According to Benny Morris, who at one time described himself as one of the “New Historians” that had arisen in Israel in the 1980s, one’s perceived needs are justifications for the injustices one might commit trying to fulfil them.

Speaking in a 2005 interview with Haaretz, Morris presents his justification for the establishment – some might say imposition – of Israel in the region and the resulting ethnic cleansing of Palestinians:

“Arab people gained a large slice of the planet. […They] have 22 states. The Jewish people did not have even one state. There was no reason in the world why it should not have one state. Therefore, from my point of view, the need to establish this state in this place overcame the injustice that was done to the Palestinians by uprooting them.”

Remarkably, Morris constructs his justification through conflating need with right. Because he needs something, Morris is saying, he gives himself the right to take it from others. This is more clearly seen if we substitute car for state; family to describe for both Arabs and the Jews; and neighbourhood for planet:

“The families around me own a large number of the cars in the neighbourhood. […They] have 22 cars. My family did not have even one car. There was no reason in the world why we should not have one car. Therefore, from my point of view, the need to own a car overcame the injustice that was done to the other families by stealing one of their cars.”
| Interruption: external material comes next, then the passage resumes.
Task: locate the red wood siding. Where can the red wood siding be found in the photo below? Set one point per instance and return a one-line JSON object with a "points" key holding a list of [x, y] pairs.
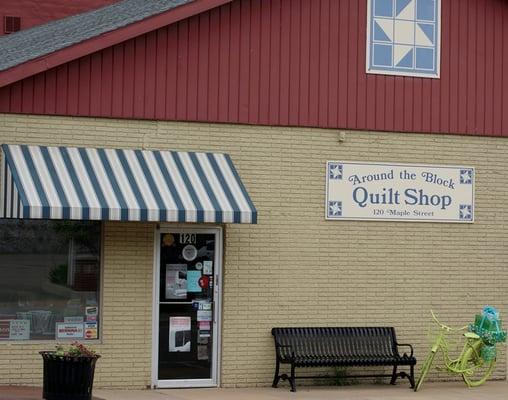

The items and scale are different, but the moral argument is the same: because he needed a car, Morris is saying, he had a right to steal one. He justifies this declared right, which he recognises constitutes an injustice when exercised, by saying that around him are plenty of cars, so stealing one won’t make much difference to the owners.

If we base society and international order on Morris’s relativistic accounting, which more broadly rests on Zionist morality as articulated by Zev Jabotinsky, then there is no society and no order other than the rule of might in the service of what one wants.

If Morris can have an entire country because he feels he needs one, then what is to stop him stealing other things when he feels he needs them? Such as more land, water and other resources, as indeed Israel has been doing in the remainder of Palestine that Morris’s “family” has not yet completely taken from the Palestinians.

I urge anyone who supports Morris’s argument not to follow his example. His moral relativism, which rests on the fulfilment of one’s own needs at the expense of others, will get you into a lot of trouble.